AFRICAST 146M: New Keywords in African Sound (AFRICAAM 146D, CSRE 146D, MUSIC 146M, MUSIC 246M)

This course identifies and considers new keywords for the study of contemporary African music and sound. Each week we will foster discussion around a keyword and a constellation of case studies. The sonic practices we will encounter range from South African house music to Ghanaian honk horns; from Congolese rumba bands to Tunisian trance singers; from listening to the radio in a Tanzanian homestead to making hip hop music videos on the Kenyan coast. By exploring the unexpected interconnections between contemporary African musical communities, we will discuss new keywords arising in current scholarship, including technologies like the amplifier and the hard drive, spaces like the studio and the city, and analytics like pleasure and hotness. We will also engage with established concepts for the study of postcolonial African cultures, including nationalism, cosmopolitanism, globalization, diaspora, and Pan-Africanism. This is a seminar-based course open to graduate students, upper level undergraduate students, and other students with consent of the instructor. Proficiency in music is not required. WIM at 4 units only.
Last offered: Winter 2019 | UG Reqs: WAY-A-II

AFRICAST 151: AIDS in Africa

Medical, social, and political aspects of the HIV epidemic in sub-Saharan Africa including: biology, transmission, diagnosis,and treatment of HIV; mother-to-child transmission and breastfeeding; vaccines; community and activist responses to the HIV epidemic; economics of HIV treatment; governance and health; ethics in research and program implementation.
Last offered: Spring 2008

AFRICAST 195: Shifting Frames

This is a student driven, dialogue based, and intellectual community focused course. We will explore and challenge the taken-for-granted framing of key African issues and debates. Engagement with discussion leaders drawing on their own research and case studies from across the African continent will guide us across shifting terrain. This course centers the scholarship and voices of African students. Topics include: Afropolitanism, Brain Drain/ Gain, Education, Leadership, Global Health, AI Application in Africa, Economic Development, Industrial Policy, LGBTQI Rights, Gender and Sexuality.
Terms: Win, Spr | Units: 1-2 | Repeatable for credit
Instructors: Hubbard, L. (PI)

AFRICAST 199: Independent Study or Directed Reading

May be repeated for credit.
Terms: Aut, Win, Spr, Sum | Units: 1-5 | Repeatable for credit

AFRICAST 209: Running While Others Walk: African Perspectives on Development (AFRICAST 109)
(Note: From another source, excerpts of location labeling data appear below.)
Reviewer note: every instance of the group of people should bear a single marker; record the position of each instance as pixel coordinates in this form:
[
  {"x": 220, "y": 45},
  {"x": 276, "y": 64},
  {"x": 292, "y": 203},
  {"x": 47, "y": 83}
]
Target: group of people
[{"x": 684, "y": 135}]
Throughout the history of modern Africa, Africans have specified their desired future - development, understood broadly - and identified the major obstacles in achieving it. Debates about development have intensified in the post-colonial period, especially as African countries have replaced the independence era leaders. Amidst the general critique of the imposition of external values and rules, Africans have differed, sometimes sharply, on priorities, process, and programs. While for some the challenge is to catch up with development elsewhere, for others it is essential to leap ahead, to set the pace, to initiate a radical social, economic, and political transformation. To ground and extend the common approaches to studying development that emphasize economics and that rely largely on external commentators, we will explore African perspectives. Our major task will be a broad overview, sampling the analyses of Africa¿s intellectuals in several domains. Course participants will review, compare, and analyze major contributions, developing an understanding of contemporary intellectual currents.